Don Wolfensberger at The Hill:
Threats of violence aren’t just emanating from outside Congress. On Monday of last week, Rep. Paul Gosar (R-Ariz.) shared on his official accounts an animated cartoon showing him killing Rep. Alexandria Ocasio-Cortez (D-N.Y.), and attacking President Biden with two swords. After the furor that arose over the posting, Gosar claimed it was “only a symbolic portrayal of a fight over immigration policy,” and does “not espouse violence or harm towards any Member of Congress or Mr. Biden.” However, he subsequently deleted the video from his sites.
House Speaker Nancy Pelosi (D-Calif.) responded almost immediately by calling on both the House Ethics Committee and law enforcement to investigate the matter, and implored House Republican Leader Kevin McCarthy (R-Calif.) to join her in condemning the “horrific” video. McCarthy reportedly was not immediately available for comment.
Then, last Friday, Rep. Jackie Speier (D-Calif.), along with 60 co-sponsors, filed a resolution to censure Gosar. If ruled in order, it is privileged for floor consideration and will not need to first clear the Ethics Committee.
All the vitriol in the House is not confined to Republicans. The ongoing disagreements between progressive and moderate Democrats over the president’s priorities have been on public display for several weeks now, but limited primarily to name-calling and motive-questioning rather than any intimations of violence.
During a House Rules Committee hearing on the president’s build back better social spending plan, one of the committee’s Democratic members leveled personal attacks against certain Republican members, calling them liars. This is in clear violation of House Rule IX which prohibits members from impugning the motives, reputation, conduct and veracity of other members.

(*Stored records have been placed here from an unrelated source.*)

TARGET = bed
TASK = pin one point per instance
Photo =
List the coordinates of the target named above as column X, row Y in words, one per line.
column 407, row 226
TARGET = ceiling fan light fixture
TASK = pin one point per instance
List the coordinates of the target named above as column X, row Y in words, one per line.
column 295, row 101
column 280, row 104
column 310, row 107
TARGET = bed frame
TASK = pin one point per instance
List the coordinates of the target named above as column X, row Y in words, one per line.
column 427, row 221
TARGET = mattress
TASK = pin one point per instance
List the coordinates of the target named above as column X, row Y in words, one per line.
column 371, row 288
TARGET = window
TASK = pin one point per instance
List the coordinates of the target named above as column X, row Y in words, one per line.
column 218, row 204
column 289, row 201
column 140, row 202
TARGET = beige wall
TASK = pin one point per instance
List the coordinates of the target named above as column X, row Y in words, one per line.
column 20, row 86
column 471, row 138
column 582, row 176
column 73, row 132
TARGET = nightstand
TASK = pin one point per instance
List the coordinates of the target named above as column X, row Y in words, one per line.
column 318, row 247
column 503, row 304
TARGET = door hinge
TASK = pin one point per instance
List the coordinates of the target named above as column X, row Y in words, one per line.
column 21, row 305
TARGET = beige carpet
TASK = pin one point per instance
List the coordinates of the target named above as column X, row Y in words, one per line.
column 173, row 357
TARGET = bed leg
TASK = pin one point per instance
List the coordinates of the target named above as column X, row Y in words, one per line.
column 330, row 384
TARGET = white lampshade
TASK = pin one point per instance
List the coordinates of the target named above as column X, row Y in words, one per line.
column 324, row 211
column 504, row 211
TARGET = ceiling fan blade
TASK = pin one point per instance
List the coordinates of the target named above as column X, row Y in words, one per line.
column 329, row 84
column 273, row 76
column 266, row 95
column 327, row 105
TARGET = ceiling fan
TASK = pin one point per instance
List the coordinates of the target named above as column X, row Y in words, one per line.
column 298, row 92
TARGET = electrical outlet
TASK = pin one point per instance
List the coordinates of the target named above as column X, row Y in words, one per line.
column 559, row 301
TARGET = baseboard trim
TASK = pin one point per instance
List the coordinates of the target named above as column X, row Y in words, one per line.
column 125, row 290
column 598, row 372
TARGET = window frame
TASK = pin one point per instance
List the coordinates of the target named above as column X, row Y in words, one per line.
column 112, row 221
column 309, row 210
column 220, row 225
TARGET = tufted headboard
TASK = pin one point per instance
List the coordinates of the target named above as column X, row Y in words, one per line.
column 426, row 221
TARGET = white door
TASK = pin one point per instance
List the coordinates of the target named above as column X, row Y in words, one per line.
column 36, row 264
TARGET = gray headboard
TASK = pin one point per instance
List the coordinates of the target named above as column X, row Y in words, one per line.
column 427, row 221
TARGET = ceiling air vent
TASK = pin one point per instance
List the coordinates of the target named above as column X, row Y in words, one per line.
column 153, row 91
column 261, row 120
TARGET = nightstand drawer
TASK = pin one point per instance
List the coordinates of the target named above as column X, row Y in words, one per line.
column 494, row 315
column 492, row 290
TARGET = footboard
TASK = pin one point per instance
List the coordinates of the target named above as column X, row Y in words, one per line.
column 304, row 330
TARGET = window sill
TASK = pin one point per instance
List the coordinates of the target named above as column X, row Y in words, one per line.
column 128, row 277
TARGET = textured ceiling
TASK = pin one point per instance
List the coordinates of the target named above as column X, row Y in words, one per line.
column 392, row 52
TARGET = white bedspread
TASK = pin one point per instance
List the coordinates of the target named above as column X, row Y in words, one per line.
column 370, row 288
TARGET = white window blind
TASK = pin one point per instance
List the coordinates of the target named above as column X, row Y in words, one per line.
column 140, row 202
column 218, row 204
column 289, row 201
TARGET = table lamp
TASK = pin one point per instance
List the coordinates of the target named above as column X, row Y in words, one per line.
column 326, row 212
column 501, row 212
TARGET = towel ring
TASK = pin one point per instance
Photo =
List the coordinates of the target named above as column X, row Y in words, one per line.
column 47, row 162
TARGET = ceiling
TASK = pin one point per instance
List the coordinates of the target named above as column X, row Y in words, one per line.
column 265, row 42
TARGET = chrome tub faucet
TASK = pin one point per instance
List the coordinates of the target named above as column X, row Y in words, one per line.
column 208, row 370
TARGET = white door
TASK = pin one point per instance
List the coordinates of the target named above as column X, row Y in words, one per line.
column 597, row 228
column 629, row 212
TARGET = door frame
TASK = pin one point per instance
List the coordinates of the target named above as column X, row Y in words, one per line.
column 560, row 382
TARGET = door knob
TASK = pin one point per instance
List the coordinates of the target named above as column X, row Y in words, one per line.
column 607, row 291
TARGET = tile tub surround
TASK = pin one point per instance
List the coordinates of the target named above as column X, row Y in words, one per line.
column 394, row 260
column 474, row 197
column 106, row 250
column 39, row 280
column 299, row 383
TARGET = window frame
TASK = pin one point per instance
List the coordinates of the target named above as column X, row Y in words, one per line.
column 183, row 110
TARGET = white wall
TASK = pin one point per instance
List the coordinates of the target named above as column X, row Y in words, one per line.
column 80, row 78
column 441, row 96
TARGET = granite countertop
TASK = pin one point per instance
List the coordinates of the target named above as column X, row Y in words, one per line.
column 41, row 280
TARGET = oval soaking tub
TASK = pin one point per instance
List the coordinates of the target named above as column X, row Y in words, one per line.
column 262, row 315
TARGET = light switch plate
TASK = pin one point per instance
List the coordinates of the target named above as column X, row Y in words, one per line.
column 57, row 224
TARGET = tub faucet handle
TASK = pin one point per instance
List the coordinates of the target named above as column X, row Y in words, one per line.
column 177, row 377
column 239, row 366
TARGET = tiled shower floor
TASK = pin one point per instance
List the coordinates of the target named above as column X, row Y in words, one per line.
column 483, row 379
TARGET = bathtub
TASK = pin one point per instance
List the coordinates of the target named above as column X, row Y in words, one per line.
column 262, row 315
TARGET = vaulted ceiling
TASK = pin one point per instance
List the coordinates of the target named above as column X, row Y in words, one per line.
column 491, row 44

Are all these nasty goings-on a temporary tempest or precursor of a longer-term storm enveloping the House of Representatives? History has shown that Congress has periodically been tossed by such contretemps, leaving substantial damage in their wakes, but has eventually emerged the stronger for experiencing the downside of such fierce infighting.
I wish I could be reassured by that historical record, but it is difficult in the midst of such turmoil to see a light on the horizon. It is a major test for the internal leadership of both parties, as well as for a disgusted and disillusioned public willing to shout, “Enough!”